MODERATOR:
Daphne Kis, principal, DKE
PANELISTS:
Howard Tullman, CEO, 1871
Esther Dyson, EDventure Holdings and HICCup
Steve Lohr, technology and business writer, The New York Times
Peter Thiel isn’t the only one with sharp opinions on turning disruptive early-stage ventures into agile, global game changers. It's all about execution, which depends on high-voltage teams, smart management and aggressive, innovative strategies. Leaders of advanced early- and mid-stage companies must evolve from developing cool products that create or satisfy market demand to running businesses with multi-disciplinary teams that can perform at very high levels.

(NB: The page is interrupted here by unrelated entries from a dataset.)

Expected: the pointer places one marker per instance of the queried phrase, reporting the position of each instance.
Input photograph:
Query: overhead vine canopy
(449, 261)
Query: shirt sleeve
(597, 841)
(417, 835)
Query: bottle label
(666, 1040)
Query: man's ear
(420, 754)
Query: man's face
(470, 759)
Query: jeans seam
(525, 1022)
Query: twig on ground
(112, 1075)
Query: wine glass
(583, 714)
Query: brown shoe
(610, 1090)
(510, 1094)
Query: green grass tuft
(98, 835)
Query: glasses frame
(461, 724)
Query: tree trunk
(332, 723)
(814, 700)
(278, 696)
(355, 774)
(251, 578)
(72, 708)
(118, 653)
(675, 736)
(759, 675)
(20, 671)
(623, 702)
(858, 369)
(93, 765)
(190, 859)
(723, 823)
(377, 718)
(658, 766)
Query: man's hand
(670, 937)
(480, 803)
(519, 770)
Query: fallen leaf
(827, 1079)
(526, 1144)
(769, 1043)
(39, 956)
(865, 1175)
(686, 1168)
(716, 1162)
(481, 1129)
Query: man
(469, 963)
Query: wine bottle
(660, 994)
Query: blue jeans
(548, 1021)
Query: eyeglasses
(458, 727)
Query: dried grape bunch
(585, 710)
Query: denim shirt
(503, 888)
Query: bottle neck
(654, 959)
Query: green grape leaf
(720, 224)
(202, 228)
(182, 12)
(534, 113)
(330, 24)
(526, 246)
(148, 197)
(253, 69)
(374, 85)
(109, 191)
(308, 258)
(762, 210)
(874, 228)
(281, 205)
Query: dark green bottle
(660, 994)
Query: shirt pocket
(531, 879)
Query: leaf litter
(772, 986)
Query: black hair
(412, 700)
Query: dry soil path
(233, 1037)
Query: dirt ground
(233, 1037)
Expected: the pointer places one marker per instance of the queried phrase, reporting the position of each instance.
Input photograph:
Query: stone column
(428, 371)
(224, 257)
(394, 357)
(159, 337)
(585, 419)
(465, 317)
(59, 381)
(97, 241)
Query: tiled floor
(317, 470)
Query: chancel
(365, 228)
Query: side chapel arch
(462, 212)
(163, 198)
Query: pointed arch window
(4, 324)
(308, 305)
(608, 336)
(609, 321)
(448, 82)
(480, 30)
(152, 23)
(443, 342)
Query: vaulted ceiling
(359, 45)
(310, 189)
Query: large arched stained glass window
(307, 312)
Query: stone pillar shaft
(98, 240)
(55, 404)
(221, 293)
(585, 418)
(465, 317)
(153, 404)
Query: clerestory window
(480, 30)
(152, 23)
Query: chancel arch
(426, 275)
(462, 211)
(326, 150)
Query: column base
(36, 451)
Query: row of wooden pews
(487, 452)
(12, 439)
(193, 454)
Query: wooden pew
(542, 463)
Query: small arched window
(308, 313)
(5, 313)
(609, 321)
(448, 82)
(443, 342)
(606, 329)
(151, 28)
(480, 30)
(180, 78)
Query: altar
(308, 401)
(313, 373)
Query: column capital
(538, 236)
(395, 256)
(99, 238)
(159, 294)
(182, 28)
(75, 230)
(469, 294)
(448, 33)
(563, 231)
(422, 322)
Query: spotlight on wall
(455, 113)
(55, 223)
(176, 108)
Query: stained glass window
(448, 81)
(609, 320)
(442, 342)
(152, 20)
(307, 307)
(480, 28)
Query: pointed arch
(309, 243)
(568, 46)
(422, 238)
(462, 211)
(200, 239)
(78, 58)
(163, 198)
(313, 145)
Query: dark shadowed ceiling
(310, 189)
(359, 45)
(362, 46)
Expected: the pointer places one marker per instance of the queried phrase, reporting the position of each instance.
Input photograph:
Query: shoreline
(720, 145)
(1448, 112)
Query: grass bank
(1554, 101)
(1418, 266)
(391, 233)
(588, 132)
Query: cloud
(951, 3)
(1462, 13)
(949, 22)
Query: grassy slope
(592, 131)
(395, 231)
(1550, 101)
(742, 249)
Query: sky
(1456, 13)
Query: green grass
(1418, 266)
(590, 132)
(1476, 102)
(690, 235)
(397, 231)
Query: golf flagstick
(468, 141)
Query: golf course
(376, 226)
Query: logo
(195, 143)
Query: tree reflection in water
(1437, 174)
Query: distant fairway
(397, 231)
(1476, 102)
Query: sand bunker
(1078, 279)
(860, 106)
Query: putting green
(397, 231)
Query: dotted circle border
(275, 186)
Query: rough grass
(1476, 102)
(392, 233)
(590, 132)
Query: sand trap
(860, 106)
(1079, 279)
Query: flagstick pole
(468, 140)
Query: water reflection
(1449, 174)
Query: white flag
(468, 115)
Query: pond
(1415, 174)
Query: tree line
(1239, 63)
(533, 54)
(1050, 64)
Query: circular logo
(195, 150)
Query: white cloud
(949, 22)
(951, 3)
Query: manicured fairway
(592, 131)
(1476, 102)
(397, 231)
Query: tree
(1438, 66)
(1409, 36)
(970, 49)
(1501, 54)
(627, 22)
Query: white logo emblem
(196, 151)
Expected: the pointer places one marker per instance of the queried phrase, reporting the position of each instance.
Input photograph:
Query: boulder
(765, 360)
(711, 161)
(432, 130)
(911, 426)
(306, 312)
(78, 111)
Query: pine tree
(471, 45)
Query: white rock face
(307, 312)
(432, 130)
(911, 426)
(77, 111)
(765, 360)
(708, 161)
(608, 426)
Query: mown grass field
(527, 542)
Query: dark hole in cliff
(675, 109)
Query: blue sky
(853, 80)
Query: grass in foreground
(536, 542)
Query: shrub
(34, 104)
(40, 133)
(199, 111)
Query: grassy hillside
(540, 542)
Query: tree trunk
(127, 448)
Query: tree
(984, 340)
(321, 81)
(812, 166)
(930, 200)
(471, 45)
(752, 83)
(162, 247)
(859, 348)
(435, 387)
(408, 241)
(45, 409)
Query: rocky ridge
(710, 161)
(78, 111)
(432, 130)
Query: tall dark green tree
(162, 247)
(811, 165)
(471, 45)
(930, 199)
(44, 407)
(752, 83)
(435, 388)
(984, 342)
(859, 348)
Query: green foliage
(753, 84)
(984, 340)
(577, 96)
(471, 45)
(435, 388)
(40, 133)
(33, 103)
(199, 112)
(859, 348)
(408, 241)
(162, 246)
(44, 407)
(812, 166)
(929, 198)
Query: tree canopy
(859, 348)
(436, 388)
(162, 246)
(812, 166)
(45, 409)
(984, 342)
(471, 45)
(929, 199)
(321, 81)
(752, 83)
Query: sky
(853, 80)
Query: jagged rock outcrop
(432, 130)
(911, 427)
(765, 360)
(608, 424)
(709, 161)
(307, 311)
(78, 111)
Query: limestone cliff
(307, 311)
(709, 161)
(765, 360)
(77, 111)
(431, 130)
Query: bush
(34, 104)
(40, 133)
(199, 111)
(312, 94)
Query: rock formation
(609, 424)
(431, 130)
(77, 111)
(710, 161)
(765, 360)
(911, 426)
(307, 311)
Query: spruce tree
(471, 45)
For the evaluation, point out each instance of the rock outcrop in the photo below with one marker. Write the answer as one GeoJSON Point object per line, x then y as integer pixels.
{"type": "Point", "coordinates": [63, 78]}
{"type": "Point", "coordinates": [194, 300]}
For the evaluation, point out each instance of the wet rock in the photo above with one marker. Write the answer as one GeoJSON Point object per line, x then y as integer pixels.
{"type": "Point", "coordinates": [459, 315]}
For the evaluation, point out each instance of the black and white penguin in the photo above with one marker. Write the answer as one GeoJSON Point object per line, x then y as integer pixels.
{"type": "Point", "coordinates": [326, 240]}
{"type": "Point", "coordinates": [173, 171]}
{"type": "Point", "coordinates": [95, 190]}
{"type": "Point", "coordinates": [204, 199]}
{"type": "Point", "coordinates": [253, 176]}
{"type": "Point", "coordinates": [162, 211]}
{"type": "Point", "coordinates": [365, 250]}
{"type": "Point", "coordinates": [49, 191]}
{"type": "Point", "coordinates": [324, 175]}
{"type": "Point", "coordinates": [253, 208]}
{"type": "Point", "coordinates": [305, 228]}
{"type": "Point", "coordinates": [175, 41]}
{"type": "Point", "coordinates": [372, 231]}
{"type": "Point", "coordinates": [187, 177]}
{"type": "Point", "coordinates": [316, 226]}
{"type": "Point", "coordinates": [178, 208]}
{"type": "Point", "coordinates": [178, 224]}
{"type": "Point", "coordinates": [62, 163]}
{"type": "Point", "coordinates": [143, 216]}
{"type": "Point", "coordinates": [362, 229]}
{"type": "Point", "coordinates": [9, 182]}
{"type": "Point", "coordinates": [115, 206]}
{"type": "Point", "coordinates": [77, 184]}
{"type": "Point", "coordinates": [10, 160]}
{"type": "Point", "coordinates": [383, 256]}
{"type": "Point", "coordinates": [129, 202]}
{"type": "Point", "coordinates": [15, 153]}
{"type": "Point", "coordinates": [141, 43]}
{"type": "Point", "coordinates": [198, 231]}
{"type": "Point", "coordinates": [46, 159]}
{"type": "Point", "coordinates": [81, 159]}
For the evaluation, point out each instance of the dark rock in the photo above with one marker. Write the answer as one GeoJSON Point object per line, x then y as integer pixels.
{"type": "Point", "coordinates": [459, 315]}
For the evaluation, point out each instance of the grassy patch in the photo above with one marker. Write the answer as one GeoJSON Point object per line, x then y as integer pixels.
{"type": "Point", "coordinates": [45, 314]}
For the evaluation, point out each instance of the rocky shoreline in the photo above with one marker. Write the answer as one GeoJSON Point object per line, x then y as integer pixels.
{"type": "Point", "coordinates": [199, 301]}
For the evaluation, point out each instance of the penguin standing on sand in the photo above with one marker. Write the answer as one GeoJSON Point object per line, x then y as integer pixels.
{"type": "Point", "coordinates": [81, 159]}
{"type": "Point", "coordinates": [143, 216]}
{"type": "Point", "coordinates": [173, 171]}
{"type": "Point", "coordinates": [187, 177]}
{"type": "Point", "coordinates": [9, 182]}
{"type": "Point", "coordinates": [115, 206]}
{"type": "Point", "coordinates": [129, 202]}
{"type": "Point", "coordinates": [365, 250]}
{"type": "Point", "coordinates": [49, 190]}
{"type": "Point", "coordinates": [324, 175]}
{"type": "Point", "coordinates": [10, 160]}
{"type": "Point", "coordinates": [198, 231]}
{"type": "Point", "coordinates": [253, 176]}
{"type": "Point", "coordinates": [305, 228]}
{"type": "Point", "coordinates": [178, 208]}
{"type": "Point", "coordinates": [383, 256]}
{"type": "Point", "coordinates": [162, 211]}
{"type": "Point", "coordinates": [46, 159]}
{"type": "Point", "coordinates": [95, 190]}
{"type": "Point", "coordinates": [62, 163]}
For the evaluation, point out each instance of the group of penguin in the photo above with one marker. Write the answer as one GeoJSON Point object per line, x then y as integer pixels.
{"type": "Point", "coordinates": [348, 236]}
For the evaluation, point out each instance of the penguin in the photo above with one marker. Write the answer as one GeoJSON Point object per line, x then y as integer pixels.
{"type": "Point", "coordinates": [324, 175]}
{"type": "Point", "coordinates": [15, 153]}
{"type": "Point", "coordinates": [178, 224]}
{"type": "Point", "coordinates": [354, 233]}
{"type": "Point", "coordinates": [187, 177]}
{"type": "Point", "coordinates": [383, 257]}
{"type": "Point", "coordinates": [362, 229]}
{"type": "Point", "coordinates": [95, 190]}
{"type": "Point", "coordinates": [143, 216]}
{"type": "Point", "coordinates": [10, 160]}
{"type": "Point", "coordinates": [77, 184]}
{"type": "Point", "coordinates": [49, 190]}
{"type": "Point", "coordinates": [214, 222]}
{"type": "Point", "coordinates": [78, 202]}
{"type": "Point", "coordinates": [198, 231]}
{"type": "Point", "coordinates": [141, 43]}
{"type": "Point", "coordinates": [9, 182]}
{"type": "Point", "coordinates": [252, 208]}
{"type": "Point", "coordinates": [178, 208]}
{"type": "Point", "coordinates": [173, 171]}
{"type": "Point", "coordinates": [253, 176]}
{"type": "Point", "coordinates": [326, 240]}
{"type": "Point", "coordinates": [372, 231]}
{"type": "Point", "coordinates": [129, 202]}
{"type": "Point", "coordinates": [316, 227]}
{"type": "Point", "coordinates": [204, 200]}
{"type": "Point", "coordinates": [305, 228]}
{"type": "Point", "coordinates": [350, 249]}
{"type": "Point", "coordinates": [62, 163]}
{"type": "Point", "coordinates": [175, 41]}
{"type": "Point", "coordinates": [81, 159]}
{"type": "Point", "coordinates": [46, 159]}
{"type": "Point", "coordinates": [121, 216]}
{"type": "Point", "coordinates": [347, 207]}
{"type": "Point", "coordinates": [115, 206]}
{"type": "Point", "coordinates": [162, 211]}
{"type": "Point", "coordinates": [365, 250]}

The absence of this shift in management often surfaces between the A and B or C funding rounds when execution weaknesses hamper significant growth. Is it a strategy or business model issue? A product or market disconnect? Or has management failed to assemble the right “unorthodox” team, including the right level of process or structure to manage explosive customer growth? It’s often several factors, all serving as red flags for later-stage investors who are only interested in the E round: the ability to Execute in order to Exit.
In this panel, serial entrepreneurs, advisers/investors and market observers talk about the "agile" factors that contribute to, or detract from, a company's ability to escape the funding chasm and manage through execution challenges that come with accelerated growth. What's most attractive in target investment companies? What factors are critical to avoid the execution gap?